The sanctification process a Christian goes through allows him or her to develop a recognition of spiritual vs. soulish, primarily tutored according to the revealed will of God recorded in the biblical texts. The general rule is that the spirit is always contrary to the flesh (and in this instance, by 'flesh' I mean a person's soul and body together - his very 'self'😉.
Originally posted by Sepia TintFor me, “unencumbered awareness” mainly means unencumbered by “thinking-about.” I know of no experience that is not “framed” by our consciousness. I suspect that that is inescapable, and is part of the bedrock (a term which I have chosen—actually, borrowed from Wittgenstein, for my own purposes however—because it indicates what we cannot get beyond). I do not think we can get beyond our own consciousness.

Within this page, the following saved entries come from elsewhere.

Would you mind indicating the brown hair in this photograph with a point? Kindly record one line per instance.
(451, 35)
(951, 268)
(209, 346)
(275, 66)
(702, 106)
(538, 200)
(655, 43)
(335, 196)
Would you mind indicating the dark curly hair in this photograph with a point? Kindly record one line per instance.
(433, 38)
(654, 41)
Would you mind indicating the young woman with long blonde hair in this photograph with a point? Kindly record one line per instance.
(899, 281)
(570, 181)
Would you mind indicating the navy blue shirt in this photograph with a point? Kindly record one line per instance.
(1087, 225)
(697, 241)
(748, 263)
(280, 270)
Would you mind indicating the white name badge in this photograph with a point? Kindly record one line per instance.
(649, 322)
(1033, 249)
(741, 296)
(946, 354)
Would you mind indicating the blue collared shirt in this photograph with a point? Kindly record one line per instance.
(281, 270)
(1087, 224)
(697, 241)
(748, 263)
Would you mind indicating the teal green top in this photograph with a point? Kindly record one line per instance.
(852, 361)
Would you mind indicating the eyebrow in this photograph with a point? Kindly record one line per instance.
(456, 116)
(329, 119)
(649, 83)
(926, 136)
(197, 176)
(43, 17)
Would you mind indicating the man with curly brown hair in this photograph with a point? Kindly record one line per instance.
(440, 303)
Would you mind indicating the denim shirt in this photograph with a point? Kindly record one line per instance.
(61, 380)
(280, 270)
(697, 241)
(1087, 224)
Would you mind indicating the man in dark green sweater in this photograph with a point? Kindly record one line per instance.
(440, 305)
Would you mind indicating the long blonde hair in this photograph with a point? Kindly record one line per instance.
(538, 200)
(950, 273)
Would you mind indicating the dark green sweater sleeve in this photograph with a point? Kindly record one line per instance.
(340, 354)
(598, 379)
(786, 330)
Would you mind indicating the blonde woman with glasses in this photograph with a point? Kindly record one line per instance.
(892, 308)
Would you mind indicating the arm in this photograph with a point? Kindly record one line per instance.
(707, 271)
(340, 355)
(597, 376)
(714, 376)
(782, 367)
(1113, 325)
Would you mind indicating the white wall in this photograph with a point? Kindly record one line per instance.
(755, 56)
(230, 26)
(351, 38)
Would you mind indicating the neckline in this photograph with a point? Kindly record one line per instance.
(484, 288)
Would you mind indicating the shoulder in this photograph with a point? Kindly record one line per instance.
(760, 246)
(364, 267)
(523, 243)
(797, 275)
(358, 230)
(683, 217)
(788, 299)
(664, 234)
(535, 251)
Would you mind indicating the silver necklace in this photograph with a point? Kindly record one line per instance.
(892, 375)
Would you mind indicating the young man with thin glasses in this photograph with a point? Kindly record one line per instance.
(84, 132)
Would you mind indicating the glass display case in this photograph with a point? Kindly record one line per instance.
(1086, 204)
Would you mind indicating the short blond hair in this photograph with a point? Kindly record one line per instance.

I suppose my question is really about whether the bedrock of unencumbered awareness is any more than a theoretical notion. Because awareness implies some kind of conciousness being present, that conciousness is probably applying a frame of reference to what is experienced, in order to experience it in the first place. I am not sure how things would be if ...[text shortened]... at a molecular level for example, or to a different time frame, one closer to eternity, say....
However, we can realize that the self-looping aspect of our consciousness can create an impression that we are separate from the world we view. The “I” is, in that respect, a construct of consciousness, not a reality that precedes it.
In the bedrock experience, one realizes the relativity of that “I-construct.” Our intimate connection with (entanglement with) the rest of reality is certainly framed by our consciousness, but not by the I-construct. The I-construct is useful; but it is not “bedrock”. So, unencumbered awareness also means an awareness unencumbered by that self-looping construct. It does not, however, mean an awareness unencumbered by the simple framing activity of our consciousness. We do not have a view from elsewhere, let alone a view from nowhere.
One of the thoughts that does not arise in the “bedrock” awareness is the thought of—“I”.